Renault Sport F1 Head of Track Operations Remi Taffin feels the Silverstone track will see higher straight-line speeds than in recent years as Formula One reaches the British Grand Prix.  The Infiniti Red Bull Racing, Lotus F1, Scuderia Toro Rosso and Caterham F1 Teams all use Renault-power.

“Silverstone is one of the most interesting circuits from a Power Unit point of view,” said Taffin. “Over the years it has become known as a power track and this year will be no different with the hybrid units. In fact the high torque, low downforce cars should produce even quicker speeds than we have seen in previous years.

“It’s always a pleasure to visit Silverstone. The crowds are always huge and very passionate and knowledgeable about the sport. It is particularly poignant to be back here with the turbo engines after Renault debuted the first-ever F1 turbo back in 1977. We are going there in a positive frame of mind. It’s fair to say that Austria was frustrating and disappointing but we’ve looked at every scenario in a very detailed manner and are confident the failures won’t happen again. There have been changes on two levels; both technically in terms of software evolution and in terms of procedures to ensure we catch an issue before it becomes a major problem. We go there with a clean sheet of paper.”

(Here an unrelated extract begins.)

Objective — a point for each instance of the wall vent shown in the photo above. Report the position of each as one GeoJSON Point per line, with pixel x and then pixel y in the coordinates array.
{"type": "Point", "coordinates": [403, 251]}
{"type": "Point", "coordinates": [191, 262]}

Taffin touched on some of the characteristics of the Silverstone circuit and what they mean in relation to the Renault engines, especially with the length of time the throttle will be in operation.

“Over 60% of the circuit is taken at full throttle; in fact from Luffield to Stowe the ICE, turbo and MGU-H will be flat out for a total of almost 40secs. After going through Luffield the driver will accelerate down the old pit straight, reaching speeds of well over 310kph before a short lift off for Copse. The time taken from the driver lifting off to being fully back on it again is less than one second. The challenge for Renault’s engine engineers is therefore to allow the engine to effectively function as a switch, going from “fully off” to “fully on” almost instantaneously.

“After Copse the car will have another 10secs of wide open throttle before the high speed turns of Maggots and Becketts. Enormous pressures will go through the internals here as the driver shifts from side to side at an average of 200kph. Then it’s back on the gas for another 15secs down the Hangar Straight. The only other place we will see this long distance of open throttle is Spa. We’ll be looking to the MGU-H to feed the MGU-K throughout this period of acceleration, not only to increase top speed but also to reduce fuel consumption.

“The Wellington Loop complex will give opportunity for the MGU-K to recover energy through braking and recharge the battery. In fact this new complex is a blessing for the new PUs [Power Units] since the percentage of wide open throttle and quick corners would otherwise make this a very tricky race to manage in terms of the 100kg fuel limit.”

The Renault group have also announced that the President and Managing Director of Renault Sport F1 Jean-Michel Jalinier has decided to retire due to personal reasons and will be replaced in the position by Jerome Stoll. Stoll will combine his new role with his responsibilities as Chief Performance Officer and Group Sales and Marketing Director.

Cyril Abiteboul, who was announced to have left the Caterham F1 Team when Tony Fernandes sold the operation yesterday, has been confirmed to return to the Renault Company, taking on the role of Managing Director of Renault Sport F1. Abiteboul will report to Stoll in the newly created role within the company.